Quite a general question. I currently have a program running in CUDA 2.3 that makes use of OpenGL interperobility by the following steps:
- Create a pbo
- Render the scene
- Use glReadPixels
- Map/Register pbo to CUDA
- Run CUDA kernel
- Unmap/register pbo
I repeat this process many many times. I’m not sure if this is the best way of doing things however (readPixels is slow, as is the mapping/unmapping). I’m aware that CUDA 3.0 has changed the way interperobility works, and I hear using textures is better than using readPixels? Can anyone offer me a quick step by step guide similar to the above that will give me the fastest way to render a scene with OpenGL and then do something with the results in CUDA, and possibly some links to examples?

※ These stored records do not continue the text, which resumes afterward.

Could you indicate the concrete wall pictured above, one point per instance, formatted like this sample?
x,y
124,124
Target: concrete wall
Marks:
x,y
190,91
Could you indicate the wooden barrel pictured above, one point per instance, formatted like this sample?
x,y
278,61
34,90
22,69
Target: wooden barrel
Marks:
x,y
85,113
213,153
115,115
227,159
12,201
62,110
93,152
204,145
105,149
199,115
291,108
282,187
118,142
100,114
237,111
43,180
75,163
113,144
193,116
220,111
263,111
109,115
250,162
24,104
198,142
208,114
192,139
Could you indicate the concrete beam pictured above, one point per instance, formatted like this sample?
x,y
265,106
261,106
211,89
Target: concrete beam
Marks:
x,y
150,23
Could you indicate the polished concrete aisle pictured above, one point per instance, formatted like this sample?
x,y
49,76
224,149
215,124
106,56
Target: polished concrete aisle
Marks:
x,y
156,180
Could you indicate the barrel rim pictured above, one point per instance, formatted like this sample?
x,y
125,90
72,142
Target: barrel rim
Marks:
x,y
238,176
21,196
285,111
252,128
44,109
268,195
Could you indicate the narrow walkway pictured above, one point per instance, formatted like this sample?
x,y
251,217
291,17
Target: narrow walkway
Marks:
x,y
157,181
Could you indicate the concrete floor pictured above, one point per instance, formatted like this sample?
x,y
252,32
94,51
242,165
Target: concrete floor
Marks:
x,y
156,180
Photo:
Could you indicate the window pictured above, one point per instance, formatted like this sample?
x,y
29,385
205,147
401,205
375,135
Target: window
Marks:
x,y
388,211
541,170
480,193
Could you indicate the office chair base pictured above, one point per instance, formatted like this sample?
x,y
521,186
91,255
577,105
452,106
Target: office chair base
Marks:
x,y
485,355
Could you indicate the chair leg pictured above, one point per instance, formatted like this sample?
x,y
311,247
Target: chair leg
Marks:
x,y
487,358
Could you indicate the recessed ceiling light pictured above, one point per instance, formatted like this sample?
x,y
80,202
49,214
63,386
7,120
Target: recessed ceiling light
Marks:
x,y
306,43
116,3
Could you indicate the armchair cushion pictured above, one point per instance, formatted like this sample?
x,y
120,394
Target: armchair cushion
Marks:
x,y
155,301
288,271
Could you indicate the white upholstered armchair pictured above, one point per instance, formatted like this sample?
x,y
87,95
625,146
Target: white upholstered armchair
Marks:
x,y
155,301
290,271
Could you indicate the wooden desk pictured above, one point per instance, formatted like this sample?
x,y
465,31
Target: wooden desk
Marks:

How fast do you need it to be, 30 fps, 60 fps, >500 fps? I use the map/unmap chunk from the image denoising example and can manage some goodfps of around 300-400 fps on a GTX275. That example also uses textures (or maybe not, but I do, with a PBO).
edit: instead of using glReadPixels, I use a memcpy from my device memory (where the image is permanently stored) to the PBO, then to OGL to display.
I think the image denoiser is working differently. To me it seems to load an image, use CUDA to modify it, then OpenGL to display the result. I’m working the other way round. I wish to start with some scene data, render the scene using OpenGL, then use CUDA to do some work with the resulting image held in the framebuffer.
I tried running the fluidsGL but added some code to get the mapping timings. Mapping took 1.47ms on average, with unmapping 0.98ms.
(posted twice by mistake)